Language /
Why Polish people use so many words to describe a situation? [122]
Slowacki and Mickiewicz would have similar problems with Wojaczek or Stachura.
That is why I chose Hemingway as my "modern" writer. His prose is actually quite lucid and clear - to us. Think more along the lines of Konopnicka reading Nałkowska or Wańkowicz.
Perhaps this wasn't exactly your point,
My point was - nobody seems to be actually using this word. If this is does not point at a word's demise, then I don't know what does.
especially a non-native speaker such as yourself, who can use words such as 'blandish', 'emolluments', 'reliquent' and the like and sound absolutely natural doing so, has earned my respect as a wordsmith rather than a faker.
To me, a person speaking this way would sound more pretentious than anything else.
Just 'cuz a word is old, doesn't mean it still isn't good.

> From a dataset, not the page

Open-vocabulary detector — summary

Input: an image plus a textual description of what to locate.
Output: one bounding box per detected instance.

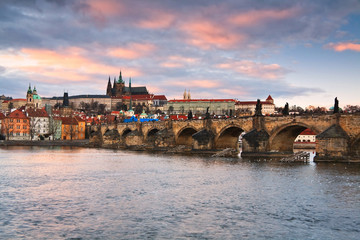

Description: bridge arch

Sure. Words like love, bread, home, mother, sky, sun have not changed for centuries and centuries. Because we use them, and they are meaningful to us. On the other hand, if we no longer find a word useful, it slowly drops out of use, and then dies. That's what those little crosses in the dictionary stand for = archaic / obsolete. I don't claim "blandish" is archaic, I just couldn't find a single example of it being in real, everyday use. Therefore, to me at this point it is technically dead.